Müsste man also den Schriftsteller Franz Kafka gegen das Klischee verteidigen, das sein Name aufruft? Nein, eigentlich nicht – oder nur mit mäßiger Aussicht auf Erfolg. Tatsächlich ist das Klischee weitgehend zutreffend, wenngleich immer mal wieder Interpreten zu behaupten versuchten, Kafkas Weltbild sei nicht kafkaesk, sein Blick eher humorvoll als düster und die Behörden, die dem armen Helden in den (posthum veröffentlichten) Romanen Das Schloss oder Der Prozess entgegentreten, seien gar nicht so böse, vielmehr habe sich der Held immer selber einiges zuschulden kommen lassen – beziehungsweise durch sein trotziges Verhalten und selbstgerechtes Nichtverstehenwollen die Widerstände erst geschaffen, an denen er scheitert.
Aber solche Umdeutungen führen leider zu nichts. Sie hellen die Notsituation nicht auf, sondern verdüstern die Lage der Opfer noch weiter, indem sie die Ursache in deren Charakter verlagern.
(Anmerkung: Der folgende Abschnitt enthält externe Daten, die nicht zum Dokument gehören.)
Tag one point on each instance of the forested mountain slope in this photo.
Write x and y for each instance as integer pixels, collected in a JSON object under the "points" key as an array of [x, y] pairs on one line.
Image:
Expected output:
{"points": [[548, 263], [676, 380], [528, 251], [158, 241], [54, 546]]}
Richtig ist daran allerdings, dass sich Kafkas Helden gerne selbst die Schuld geben, dass sie sich mit dem Aggressor identifizieren, und wie dieser Mechanismus funktioniert, kann man sehr gut gerade in einigen Erzählungen sehen, am besten vielleicht in einer der bekanntesten, Das Urteil (1913).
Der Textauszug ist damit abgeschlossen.